Collected in Subtly Worded, Pushkin Press 2014
A classic story of mix-ups and confusions shot through with gentle humour. Having grown accustomed to spending their winters in the South of France, Mr and Mrs Brown are travelling back to England for a family gathering at Thompson Hall. Mrs Brown’s younger sister is to be married, and this will be the couple’s first opportunity to meet the girl’s fiancé in person. With her fondness for the traditions of the season, Mrs Brown is eager to get to the Hall in time for Christmas Eve. Her husband, however, seems reluctant to make the trip for fear of aggravating his weak chest and throat, a condition which causes the couple to break their journey to spend the night in Paris. When his wife asks him if there is anything she can do to relieve his suffering, Mr Brown identifies just the thing – the application of a mustard compress to the throat is sure to be of great help. (As it turns out, Mr B is something of a hypochondriac.) What follows is a hilarious sequence of white lies, misunderstandings and coincidences, culminating in a most embarrassing predicament for Mrs Brown. To say any more might spoil the fun.

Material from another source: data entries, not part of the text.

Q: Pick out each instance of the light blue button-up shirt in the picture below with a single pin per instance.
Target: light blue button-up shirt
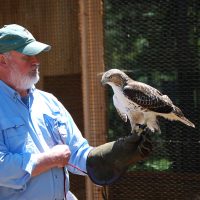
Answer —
(25, 131)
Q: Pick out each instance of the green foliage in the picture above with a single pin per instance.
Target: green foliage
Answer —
(157, 42)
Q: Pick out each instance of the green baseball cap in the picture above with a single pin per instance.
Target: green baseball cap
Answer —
(17, 38)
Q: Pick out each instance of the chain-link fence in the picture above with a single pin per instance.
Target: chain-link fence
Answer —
(158, 43)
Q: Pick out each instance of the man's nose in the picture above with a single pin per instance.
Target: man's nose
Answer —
(34, 60)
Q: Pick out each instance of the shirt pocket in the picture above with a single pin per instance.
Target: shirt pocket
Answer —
(56, 127)
(15, 134)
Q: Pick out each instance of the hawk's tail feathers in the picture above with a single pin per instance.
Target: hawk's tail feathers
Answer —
(186, 121)
(180, 117)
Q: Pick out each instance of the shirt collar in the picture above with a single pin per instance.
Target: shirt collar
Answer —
(11, 92)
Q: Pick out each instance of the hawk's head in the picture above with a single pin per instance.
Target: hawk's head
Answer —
(114, 77)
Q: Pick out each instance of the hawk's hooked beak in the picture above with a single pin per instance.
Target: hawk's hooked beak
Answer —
(103, 81)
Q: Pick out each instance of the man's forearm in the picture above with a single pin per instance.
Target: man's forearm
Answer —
(58, 156)
(44, 163)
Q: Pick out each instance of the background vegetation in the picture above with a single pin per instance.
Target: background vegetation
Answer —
(157, 42)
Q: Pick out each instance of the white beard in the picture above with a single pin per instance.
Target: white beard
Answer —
(23, 82)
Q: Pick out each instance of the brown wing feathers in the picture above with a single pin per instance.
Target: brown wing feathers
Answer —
(147, 97)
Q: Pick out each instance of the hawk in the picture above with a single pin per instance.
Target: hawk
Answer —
(140, 103)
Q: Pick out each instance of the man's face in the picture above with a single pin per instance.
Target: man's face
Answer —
(22, 70)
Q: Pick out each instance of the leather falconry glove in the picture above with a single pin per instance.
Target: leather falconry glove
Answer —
(108, 162)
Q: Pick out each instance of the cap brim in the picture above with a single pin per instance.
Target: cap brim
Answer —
(34, 48)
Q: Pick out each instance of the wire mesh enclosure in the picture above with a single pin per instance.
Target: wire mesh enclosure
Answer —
(157, 42)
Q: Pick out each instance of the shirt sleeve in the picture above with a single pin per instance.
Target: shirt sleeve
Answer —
(15, 169)
(78, 145)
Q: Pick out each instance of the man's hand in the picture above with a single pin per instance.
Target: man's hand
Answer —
(107, 162)
(58, 156)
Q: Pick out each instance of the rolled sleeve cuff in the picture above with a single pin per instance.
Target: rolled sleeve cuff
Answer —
(29, 162)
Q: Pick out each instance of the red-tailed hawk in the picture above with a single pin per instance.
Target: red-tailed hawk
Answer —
(141, 103)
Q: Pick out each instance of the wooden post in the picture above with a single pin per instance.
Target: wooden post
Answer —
(91, 28)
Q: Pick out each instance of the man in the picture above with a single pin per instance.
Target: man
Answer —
(39, 141)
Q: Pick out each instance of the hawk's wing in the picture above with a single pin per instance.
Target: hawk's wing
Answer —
(147, 97)
(119, 108)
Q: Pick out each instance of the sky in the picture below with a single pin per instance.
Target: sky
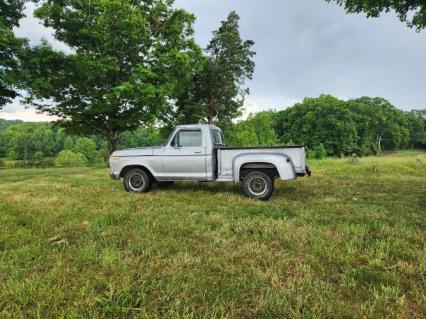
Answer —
(303, 49)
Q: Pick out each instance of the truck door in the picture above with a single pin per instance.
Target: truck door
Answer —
(185, 156)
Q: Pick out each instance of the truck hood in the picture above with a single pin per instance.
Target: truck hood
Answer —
(141, 151)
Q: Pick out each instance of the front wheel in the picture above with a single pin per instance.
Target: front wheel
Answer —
(257, 184)
(137, 181)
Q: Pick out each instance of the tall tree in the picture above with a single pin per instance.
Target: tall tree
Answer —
(218, 90)
(11, 48)
(127, 60)
(413, 12)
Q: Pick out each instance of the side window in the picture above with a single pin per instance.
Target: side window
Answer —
(217, 137)
(187, 139)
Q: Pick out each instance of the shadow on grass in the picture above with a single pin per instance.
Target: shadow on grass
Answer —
(208, 187)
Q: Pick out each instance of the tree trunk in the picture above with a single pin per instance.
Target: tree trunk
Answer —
(112, 142)
(379, 145)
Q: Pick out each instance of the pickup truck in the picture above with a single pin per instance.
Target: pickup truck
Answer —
(198, 152)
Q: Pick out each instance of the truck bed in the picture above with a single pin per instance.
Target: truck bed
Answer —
(226, 156)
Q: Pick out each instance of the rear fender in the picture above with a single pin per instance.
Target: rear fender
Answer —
(282, 163)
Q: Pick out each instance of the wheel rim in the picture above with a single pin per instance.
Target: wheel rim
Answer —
(257, 185)
(136, 182)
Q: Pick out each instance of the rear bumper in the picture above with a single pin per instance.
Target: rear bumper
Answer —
(114, 176)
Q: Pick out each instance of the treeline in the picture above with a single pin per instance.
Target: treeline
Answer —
(327, 125)
(47, 144)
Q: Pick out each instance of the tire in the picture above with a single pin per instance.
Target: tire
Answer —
(259, 185)
(137, 181)
(165, 183)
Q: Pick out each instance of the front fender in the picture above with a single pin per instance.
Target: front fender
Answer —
(283, 164)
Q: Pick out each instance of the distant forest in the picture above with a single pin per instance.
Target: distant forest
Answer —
(326, 125)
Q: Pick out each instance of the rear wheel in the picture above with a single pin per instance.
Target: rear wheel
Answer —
(257, 184)
(137, 181)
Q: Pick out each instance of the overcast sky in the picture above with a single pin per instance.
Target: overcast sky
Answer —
(304, 48)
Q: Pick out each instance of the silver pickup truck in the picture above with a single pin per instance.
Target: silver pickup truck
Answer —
(197, 152)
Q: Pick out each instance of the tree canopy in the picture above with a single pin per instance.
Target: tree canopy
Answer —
(127, 59)
(364, 125)
(217, 91)
(11, 50)
(413, 12)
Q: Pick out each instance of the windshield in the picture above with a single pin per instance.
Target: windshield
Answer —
(217, 136)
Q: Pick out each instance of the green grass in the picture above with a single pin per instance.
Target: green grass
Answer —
(348, 242)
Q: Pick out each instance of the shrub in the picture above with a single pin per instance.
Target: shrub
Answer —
(320, 151)
(87, 147)
(46, 162)
(67, 158)
(38, 156)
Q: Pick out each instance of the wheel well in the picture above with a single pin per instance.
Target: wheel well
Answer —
(267, 168)
(128, 168)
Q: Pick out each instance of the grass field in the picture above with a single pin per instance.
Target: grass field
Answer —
(348, 242)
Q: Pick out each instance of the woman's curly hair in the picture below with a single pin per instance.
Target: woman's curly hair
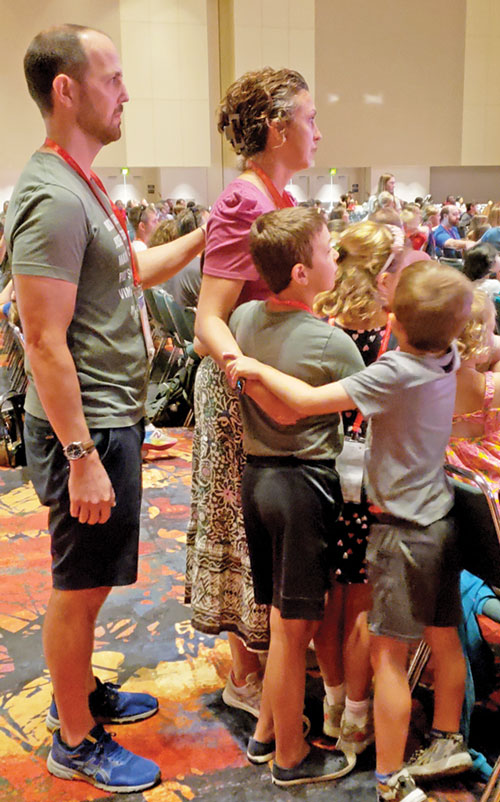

First published in The Graphic. Collected in Why Frau Frohmann Raised Her Prices and Other Stories, 1882. Also collected in Christmas at Thompson Hall and Other Christmas Stories, Penguin Books 2014
I’m breaking the rules a little here by highlighting a collection of linked stories united by virtue of their setting, a modest terraced house in the Ranelagh suburb of Dublin – a house featuring the same walled garden with a laburnum tree, the same three steps down to the kitchen, and the same linoleum on the bedroom floor. The autobiographical pieces on Brennan’s childhood which open the collection are followed by a series of stories on the Derdons, a middle-aged couple whose marriage is characterised by an intense emotional distance, something that seems to have developed over several years. Brennan is particularly insightful on the small cruelties of human nature, the tricks we play on one another to score minor victories for the pettiest of reasons. If I had to single out one story, it would be the titular piece featuring Min, the embittered twin sister of the third occupant of the house, Martin Derdon. Min has spent most of her adult life resenting her sister-in-law, Delia, for taking Martin away from his family after their wedding. Now that both Martin and Delia are dead, the elderly Min is ensconced her flat in Wexford where she can wallow in a perverse kind of satisfaction fuelled by jealousy and bitterness, surrounded as she is by the couple’s furniture and former possessions. It’s a brilliant story, shot through with layers of insight and meaning.